• Anti-inflammatory Seasoning

    Anti-inflammatory Spices

    Happy New Year! I just bought a bunch of herbs and spices (on sale). I try to use at least one or two of these in cooked and baked food. My resolution this year is to use these a lot more, and work my recipes around anti-inflammatory foods and seasonings.

    Ginger I add fresh cut cubes of ginger (skin removed) to any stir-fry, and dry, powdered ginger to anything, including pies, cookies, and cake.

    Turmeric This spice imparts an orange tint to just about anything, but that’s ok with me because it has strong anti-inflammatory properties. I add it to stir-fries, grilled meats, and curries.

    Curry Great in seasoning salads, poultry, stews, and vegetable soups.

    Chili Pepper Fresh or dried (ground or not), or any kind of pepper is great for flavoring salsas, stir-fries, meats, vegetables, stews, and chili.

    Cinnamon Dried and ground is how I use it. All kinds of baked goods, and poultry seasoning. A small amount of cardamom compliments this seasoning as well.

    Rosemary I use this often for seasoning roasted and grilled meats, potatoes, crackers, and savory baked food.

    Basil, Oregano, Mint, Dill These greens are great for sauces, both creamy and tomato-based. They make great pestos and seasonings on fish and poultry as well. And dill and mint go great in salads.

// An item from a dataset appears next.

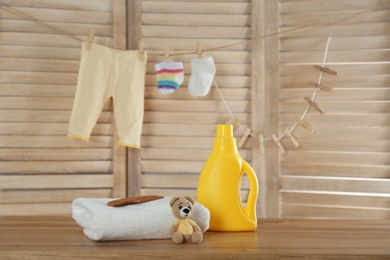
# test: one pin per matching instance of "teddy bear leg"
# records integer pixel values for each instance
(197, 237)
(177, 238)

    Chives, Cilantro, Parsley More greens that are great for salsas, vegetables, salads, stir-fries, stews, grilled meats

    Garlic Need I say more. This potent seasoning works well with sauces, grilled and roasted meats, salsas, soup, stews, and stir-fries. I sprinkle dried garlic and kosher (or sea) salt on just about anything I grill.

    Tip I use this website to find out the anti-inflammatory properties of foods that I’m eating or combining.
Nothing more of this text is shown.